Devon shook her head. “But I haven’t been here that long. I don’t know everyone, that’s for sure.”



Laine looked at her watch. “I better go meet Ray Anne. Want to come? See the inside from the inside?”



She grinned and nodded. “Let me check with Scott, then I’ll follow you so I can come right back.”



“Maybe I better follow you,” Laine said. “I haven’t even looked in the windows yet.”



* * *



Devon led the way to Laine’s rental. They drove down the main street, past what seemed to amount to the entire commercial district of Thunder Point, took a left and entered a residential neighborhood. A woman who appeared altogether too dressed up exited her BMW in front of a very small house that sat in the middle of about a dozen nondescript houses. The foliage and pines surrounding the little house were deep green even though it was the dead of winter. Virginia or Boston at this time of year would be covered with snow and the trees bare.
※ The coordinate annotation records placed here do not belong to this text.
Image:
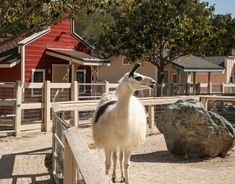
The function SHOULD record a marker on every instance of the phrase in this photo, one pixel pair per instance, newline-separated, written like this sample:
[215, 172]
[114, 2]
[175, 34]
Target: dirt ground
[22, 162]
[152, 164]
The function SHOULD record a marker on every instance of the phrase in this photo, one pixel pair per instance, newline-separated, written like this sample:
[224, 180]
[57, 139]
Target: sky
[223, 6]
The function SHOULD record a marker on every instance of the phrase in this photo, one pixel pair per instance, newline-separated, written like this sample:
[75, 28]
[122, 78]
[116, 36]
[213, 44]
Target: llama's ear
[131, 73]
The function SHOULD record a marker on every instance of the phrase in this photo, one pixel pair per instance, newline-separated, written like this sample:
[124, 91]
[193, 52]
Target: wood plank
[34, 126]
[11, 102]
[31, 105]
[47, 105]
[60, 85]
[35, 85]
[69, 165]
[89, 166]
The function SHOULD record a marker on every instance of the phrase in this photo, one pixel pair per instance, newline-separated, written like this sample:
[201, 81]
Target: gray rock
[194, 132]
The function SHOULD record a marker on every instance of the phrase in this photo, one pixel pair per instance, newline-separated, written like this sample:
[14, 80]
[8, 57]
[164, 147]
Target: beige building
[119, 66]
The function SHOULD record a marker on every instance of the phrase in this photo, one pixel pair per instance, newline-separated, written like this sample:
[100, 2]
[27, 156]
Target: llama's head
[138, 81]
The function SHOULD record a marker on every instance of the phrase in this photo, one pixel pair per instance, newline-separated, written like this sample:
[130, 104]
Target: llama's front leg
[114, 165]
[126, 165]
[121, 154]
[107, 160]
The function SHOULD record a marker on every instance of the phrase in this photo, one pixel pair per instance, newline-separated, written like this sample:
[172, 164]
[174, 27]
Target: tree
[27, 16]
[224, 39]
[158, 31]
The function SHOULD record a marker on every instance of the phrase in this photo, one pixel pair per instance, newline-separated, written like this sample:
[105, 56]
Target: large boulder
[192, 131]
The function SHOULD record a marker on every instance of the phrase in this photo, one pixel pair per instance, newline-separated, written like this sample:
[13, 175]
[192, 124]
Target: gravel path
[22, 162]
[153, 164]
[22, 159]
Laine was a little shocked at how ordinary and dumpy the little house looked; she had never seen a picture of the front exposure. It seemed very small. There was an ordinary white door with a diamond-shaped window in it and one front window. If this were her house she’d paint the door dark green and add identically colored shutters to that window.



Laine parked, got out and stretched a hand toward the Realtor. “Ms. Dysart?” she asked.



“Call me Ray Anne. So nice to finally meet you, Laine.” She dangled house keys. “I think you’re going to love this. Please, do the honors.”



With Ray Anne close on her tail and Devon following, Laine stepped into the small house and entered a whole new world. Right inside the front door was a spacious foyer and the house opened up before her. To her left, an open staircase and small powder room, to her right, a small and unfurnished room with louvered double doors, perfect for Laine to use as an office. Straight ahead was a great room with a large picture window. To the left of the great room was a big open kitchen with a dining area in front of a matching window. Dividing the two windows were French doors that Ray Anne immediately opened, revealing a very large deck and a view of the bay that just about knocked Laine out. She inhaled deeply, appreciatively. She walked outside to the railing and looked down—the deck sat atop a rocky hill.



“You can’t get to the beach from here,” Ray Anne said from behind her. “There really isn’t much beach—only a little when the tide’s out. You’ll have to go down the street and back through town to the marina. This is considered oceanfront. The only beachfront in Thunder Point is over there, where Cooper is building. Most of us thought there would never be any building there, but Cooper has a plan for maybe as many as twenty single-family residences. The rest of us po’ folk have to get to the beach either from his bar or the marina. This is the north promontory. Straight across there, that’s the south promontory. The previous owner, the guy who left it to Cooper in his will, had always wanted it to be a nature preserve, safe for the wildlife. Much as I’d like him to cut it up and let me sell lots for him, you have to admit it’s beautiful.”



“Beautiful,” Laine said in a breath. A few trees growing right out of the rocks and hillside below her deck reached up so that their branches brushed the railing. They needed trimming so they wouldn’t obstruct her view.